Hello,
I opened the initial Debian bug report, but did took the time to
ask at systemd-devel and found this thread was already asked,
so I am trying to provide further information.
> Do you have any MACs in effect?
No SELinux or Apparmor active
As far as I see in my test VM with minimal Debian Buster there is no SELinux.
"aa-status" returns "apparmor module is loaded.", but I did not intentionally
configure anything to it.
> Does the host use cgroupsv2 or cgroupsv2 or hybrid?
The host system uses systemd v241, compiled with default-hierarchy=hybrid
> Was the container configured to use either?
The container uses systemd v251 with default-hierarchy=unified
At the host:
# systemd --version
systemd 241 (241)
+PAM +AUDIT +SELINUX +IMA +APPARMOR +SMACK +SYSVINIT +UTMP +LIBCRYPTSETUP
+GCRYPT +GNUTLS \
+ACL +XZ +LZ4 +SECCOMP +BLKID +ELFUTILS +KMOD -IDN2 +IDN -PCRE2
default-hierarchy=hybrid
In the container:
# systemd --version
systemd 252 (252.2-1)
+PAM +AUDIT +SELINUX +APPARMOR +IMA +SMACK +SECCOMP +GCRYPT -GNUTLS +OPENSSL
+ACL +BLKID \
+CURL +ELFUTILS +FIDO2 +IDN2 -IDN +IPTC +KMOD +LIBCRYPTSETUP +LIBFDISK
+PCRE2 -PWQUALITY \
-P11KIT +QRENCODE +TPM2 +BZIP2 +LZ4 +XZ +ZLIB +ZSTD -BPF_FRAMEWORK
-XKBCOMMON +UTMP \
+SYSVINIT default-hierarchy=unified
> What is mounted to /sys/fs/cgroup and below?
At the host:
# mount | grep /sys/fs/cgroup
tmpfs on /sys/fs/cgroup type tmpfs (ro,nosuid,nodev,noexec,mode=755)
cgroup2 on /sys/fs/cgroup/unified type cgroup2
(rw,nosuid,nodev,noexec,relatime,nsdelegate)
cgroup on /sys/fs/cgroup/systemd type cgroup
(rw,nosuid,nodev,noexec,relatime,xattr,name=systemd)
cgroup on /sys/fs/cgroup/blkio type cgroup
(rw,nosuid,nodev,noexec,relatime,blkio)
cgroup on /sys/fs/cgroup/cpu,cpuacct type cgroup
(rw,nosuid,nodev,noexec,relatime,cpu,cpuacct)
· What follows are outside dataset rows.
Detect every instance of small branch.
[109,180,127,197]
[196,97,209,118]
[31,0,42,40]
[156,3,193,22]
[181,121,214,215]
cgroup on /sys/fs/cgroup/net_cls,net_prio type cgroup
(rw,nosuid,nodev,noexec,relatime,net_cls,net_prio)
cgroup on /sys/fs/cgroup/freezer type cgroup
(rw,nosuid,nodev,noexec,relatime,freezer)
cgroup on /sys/fs/cgroup/devices type cgroup
(rw,nosuid,nodev,noexec,relatime,devices)
cgroup on /sys/fs/cgroup/cpuset type cgroup
(rw,nosuid,nodev,noexec,relatime,cpuset)
cgroup on /sys/fs/cgroup/rdma type cgroup
(rw,nosuid,nodev,noexec,relatime,rdma)
cgroup on /sys/fs/cgroup/perf_event type cgroup
(rw,nosuid,nodev,noexec,relatime,perf_event)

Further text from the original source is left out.